Geologists will soon have a set of software tools that can automatically correlate hundreds of stratigraphic tops that will encompass thousands of well logs.
Zoltán Sylvester, a research scientist at the Bureau of Economic Geology at the University of Texas at Austin, and a member of the Quantitative Clastics Laboratory industrial affiliate program, said the new approach – a software Python package, ChronoLog – will potentially change how such compilations are done.
“I think it challenges the idea that only careful manual correlation can result in high-quality geological cross sections and maps. The output is a chronostratigraphic diagram with all the wells, meaning the user can quickly generate arbitrary cross sections and maps,” he said.
Further, he said, the software “expects an input of a number of normalized well-log curves, and the approximate tops and bases for the overall interval of interest.”
The Birth of ChronoLog
Sylvester said the entire process came about after experimenting with an algorithm called “dynamic time warping,” which has been used for years, for example, in speech recognition.
“It is relatively straightforward to correlate two logs with this algorithm,” he said, adding that by performing pairwise correlations, he could create correlation panels that looked convincing.
“However, I was unable to close any loops; and as a result, I was unable to create maps. Every time I tried to close a loop, most of the tops would not land exactly where they were supposed to land,” he added.
It was a significant challenge, but he then came across a remarkable 2014 paper by Wheeler and Hale, geophysicists at the Colorado School of Mines, who introduced the concept of stretching-and-squeezing logs so that they fit into a chronostratigraphic diagram and suggested a computationally efficient solution for minimizing the errors that come from the conflicting correlations.
“Every horizontal line in such a diagram is a correlation. Creating this Wheeler diagram is possible through a global optimization that minimizes the conflicts between correlations that come from different well pairs,” Sylvester explained.
He said that due to this optimization, the correlations are not always based on local lithology, as the program often realizes that it is best to correlate a sandstone to a mudstone in order to find the best larger-scale solution.
He and his staff then developed “ChronoLog” and combined it with the blocking method (based on the continuous wavelet transform) to segment the stratigraphy in a meaningful way and create cross sections and maps.
“As the number of wells increases, the number of well pairs that are likely to have valuable information for correlation explodes,” he said.
If, for example, you have five wells, then there are ten potential well pairs that could be correlated. For a hundred wells, 4,950 paired; for a thousand, 499,500.
“In reality,” said Sylvester, “you don’t want to use all these well pairs because some of the wells are too far from each other; but it is obvious that it is impossible for even the most patient geoscientist to correlate all the well pairs that are potentially useful.”
Permian Basin as a Model
QCL is a UT-Austin Jackson School industry research collaboration focusing on the sedimentology and stratigraphy of clastic depositional systems, with applications in reservoir modeling, uncertainty in subsurface stratigraphic correlation, and source-to-sink predictions for frontier exploration. Specifically, Sylvester’s research focuses on the geomorphology and stratigraphy of clastic depositional systems, using outcrop, subsurface and remote sensing data.

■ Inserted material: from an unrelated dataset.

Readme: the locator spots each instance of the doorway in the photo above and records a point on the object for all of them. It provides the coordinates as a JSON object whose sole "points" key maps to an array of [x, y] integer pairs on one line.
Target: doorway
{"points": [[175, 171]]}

“As most of the datasets we have applied this technology on come from the Permian Basin, one of the recurring comments we receive is that the stratigraphy of the Permian Basin is relatively simple, so it is not too surprising that a software tool that does not know anything about sequence stratigraphy, unconformities or maximum flooding surfaces still produces reasonable results. However, those who have correlated well logs in the basinal deposits of the Permian Basin know that in many places, there is a short-range variability in these rocks and correlation of nearby wells is far from trivial, largely due to the presence of channels and mass-transport deposits,” Sylvester explained.
Many “micro-decisions,” as he calls them, need to be taken by the manual interpreter in such situations and the process quickly becomes tiresome.
“At least for me,” he qualified.
What’s encouraging is that the benefits of the new software can extend to plays beyond the Permian Basin.
“Initial results from other basins (for example, the North Slope of Alaska) suggest that useful results can be generated in settings with significantly higher geological and logistical complexity (e.g., deviated wells in densely faulted prograding delta deposits),” he said.
Further, Sylvester said it is not necessary that the computer “know” advance stratigraphic concepts in order to generate useful stratigraphic correlations.
“The simple idea of stretching-and-squeezing well logs into a chronostratigraphic diagram is quite powerful.”
Sylvester was scheduled to speak at this year’s ACE in Houston and explain in greater detail how this new software will enable faster and more objective mapping than through manual correlation. This software, he believes, will be of interest not only to geoscientists who work in areas with a large number of wells, but anyone who works with any kind of 1-D signals that can be correlated.